Von mir aus hätten wir diese Gesellschaft schon längst. Beim Bau von neuen Wohnungen zu bezahlbaren Preisen klemmt es schon länger. Nach meiner tiefen Überzeugung muss auch die öffentliche Hand selbst mit dafür sorgen, dass es in Niedersachsen genug bezahlbaren Wohnraum gibt. Das können wir nicht nur dem Markt überlassen.


Kommen wir zuletzt noch einmal zur aktuellen Situation, die steigenden Energiepreise und die Inflation setzten die Menschen zunehmend unter Druck. Wie können und sollten Bund und Land das abfedern? 

Wir werden die drohende Energieknappheit und die steigenden Preise nur gemeinsam in den Griff bekommen. Gemeinsam bedeutet auch mit den Bürgerinnen und Bürgern, die durch kleine, freiwillige Energiesparmaßnahmen unsere Gasvorräte und ihren eigenen Geldbeutel schonen. Besondere soziale Härten müssen abgefedert werden. Da ist zuallererst die Bundesebene gefragt, die auch schon vieles geleistet hat. Es muss aber weitere Entlastungspakete geben, insbesondere für Rentnerinnen und Rentner und andere Bevölkerungsgruppen mit kleinem Einkommen. Und es ist richtig, dass Bundesarbeitsminister Hubertus Heil die Grundsicherung anheben möchte – wenn es nach mir ginge, lieber sofort und nicht erst Anfang nächsten Jahres. Das Land tut, was es kann. Wir sind in intensiven Gesprächen mit den hiesigen Energieunternehmen, Wohnungsbaugesellschaften, mit den Arbeitgeberverbänden und Gewerkschaften, den Sozialverbänden und den Kirchen. Wir wollen mit Moratorien und mit Härtefallfonds gemeinsam verhindern, dass Menschen in Niedersachsen ihre Wohnung verlieren, die Energie abgeschaltet bekommen oder sich nicht mehr genug zu essen kaufen können. 

 

Ich würde mir für jene Menschen, die nun tatsächlich in Existenznöte geraten, die gleiche Bazooka wünschen, die man während der Pandemie für die Wirtschaft parat hatte. Sie auch?

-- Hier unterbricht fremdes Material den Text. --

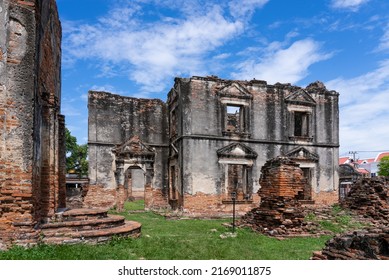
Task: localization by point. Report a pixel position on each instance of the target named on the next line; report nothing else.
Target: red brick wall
(212, 205)
(155, 198)
(281, 178)
(29, 157)
(98, 196)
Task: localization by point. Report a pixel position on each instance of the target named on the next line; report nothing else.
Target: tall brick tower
(32, 150)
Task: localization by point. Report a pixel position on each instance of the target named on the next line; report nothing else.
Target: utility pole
(353, 153)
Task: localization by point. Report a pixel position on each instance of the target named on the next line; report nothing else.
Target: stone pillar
(62, 162)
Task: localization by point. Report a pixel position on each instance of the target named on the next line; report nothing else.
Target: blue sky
(137, 47)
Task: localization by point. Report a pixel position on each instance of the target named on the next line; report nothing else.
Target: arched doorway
(134, 171)
(134, 182)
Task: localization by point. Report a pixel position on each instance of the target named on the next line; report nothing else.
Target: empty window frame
(234, 118)
(301, 124)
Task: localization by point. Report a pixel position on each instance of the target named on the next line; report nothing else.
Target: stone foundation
(369, 198)
(282, 184)
(98, 196)
(371, 244)
(207, 205)
(155, 199)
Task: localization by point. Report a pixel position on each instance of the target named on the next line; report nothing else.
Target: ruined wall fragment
(30, 46)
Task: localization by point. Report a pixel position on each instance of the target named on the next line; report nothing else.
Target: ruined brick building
(32, 148)
(209, 140)
(32, 137)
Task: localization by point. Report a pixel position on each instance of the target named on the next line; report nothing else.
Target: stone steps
(79, 225)
(87, 226)
(84, 214)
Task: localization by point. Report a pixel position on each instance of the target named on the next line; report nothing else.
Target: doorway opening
(134, 182)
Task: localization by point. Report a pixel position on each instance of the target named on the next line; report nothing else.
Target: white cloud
(384, 41)
(348, 4)
(153, 53)
(364, 115)
(245, 8)
(280, 64)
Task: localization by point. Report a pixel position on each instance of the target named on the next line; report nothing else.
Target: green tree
(76, 155)
(383, 167)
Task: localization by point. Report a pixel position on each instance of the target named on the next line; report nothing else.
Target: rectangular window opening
(301, 124)
(234, 118)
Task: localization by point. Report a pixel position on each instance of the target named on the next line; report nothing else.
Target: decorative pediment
(236, 90)
(302, 154)
(300, 97)
(237, 150)
(133, 148)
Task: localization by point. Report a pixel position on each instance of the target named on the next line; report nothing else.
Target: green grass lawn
(178, 240)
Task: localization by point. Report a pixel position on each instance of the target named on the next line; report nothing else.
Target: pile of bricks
(369, 244)
(282, 183)
(370, 199)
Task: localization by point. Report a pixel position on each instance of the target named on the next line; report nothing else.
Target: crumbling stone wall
(282, 184)
(212, 137)
(368, 244)
(113, 120)
(266, 124)
(30, 54)
(369, 197)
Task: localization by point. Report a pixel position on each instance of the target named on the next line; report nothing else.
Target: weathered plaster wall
(199, 102)
(114, 119)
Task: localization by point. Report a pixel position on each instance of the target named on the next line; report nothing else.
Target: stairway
(87, 226)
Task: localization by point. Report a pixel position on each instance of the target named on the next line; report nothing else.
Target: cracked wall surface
(214, 137)
(30, 120)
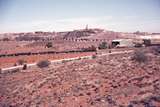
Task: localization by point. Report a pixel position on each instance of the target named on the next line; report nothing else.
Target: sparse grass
(139, 56)
(43, 63)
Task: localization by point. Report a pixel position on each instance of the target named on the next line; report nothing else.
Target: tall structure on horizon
(87, 27)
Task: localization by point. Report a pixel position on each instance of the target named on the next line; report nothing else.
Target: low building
(122, 43)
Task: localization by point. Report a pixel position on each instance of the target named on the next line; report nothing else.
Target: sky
(64, 15)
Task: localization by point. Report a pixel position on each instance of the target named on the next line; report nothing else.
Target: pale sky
(63, 15)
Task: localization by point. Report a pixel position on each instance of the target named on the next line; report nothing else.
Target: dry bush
(94, 56)
(156, 50)
(21, 61)
(89, 49)
(43, 63)
(24, 67)
(49, 45)
(139, 56)
(0, 70)
(103, 45)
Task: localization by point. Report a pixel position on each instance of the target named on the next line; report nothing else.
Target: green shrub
(43, 63)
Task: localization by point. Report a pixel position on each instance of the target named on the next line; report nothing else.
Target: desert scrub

Ja, und ich hoffe sehr, dass das auch die FDP in der Ampelregierung im Bund einsehen wird. Für viele Menschen, die noch nie einen Cent öffentliche Unterstützung gebraucht haben, geht es jetzt bei der Energiepreisexplosion ans Eingemachte. Dass Friedrich Merz in einer solchen Situation vor neuen sozialen Wohltaten und damit verbundenen höheren Schulden warnt, ist perfide. Wer so redet, lebt offenbar in einer ganz anderen Welt und kann sich finanzielle Not gar nicht mehr vorstellen.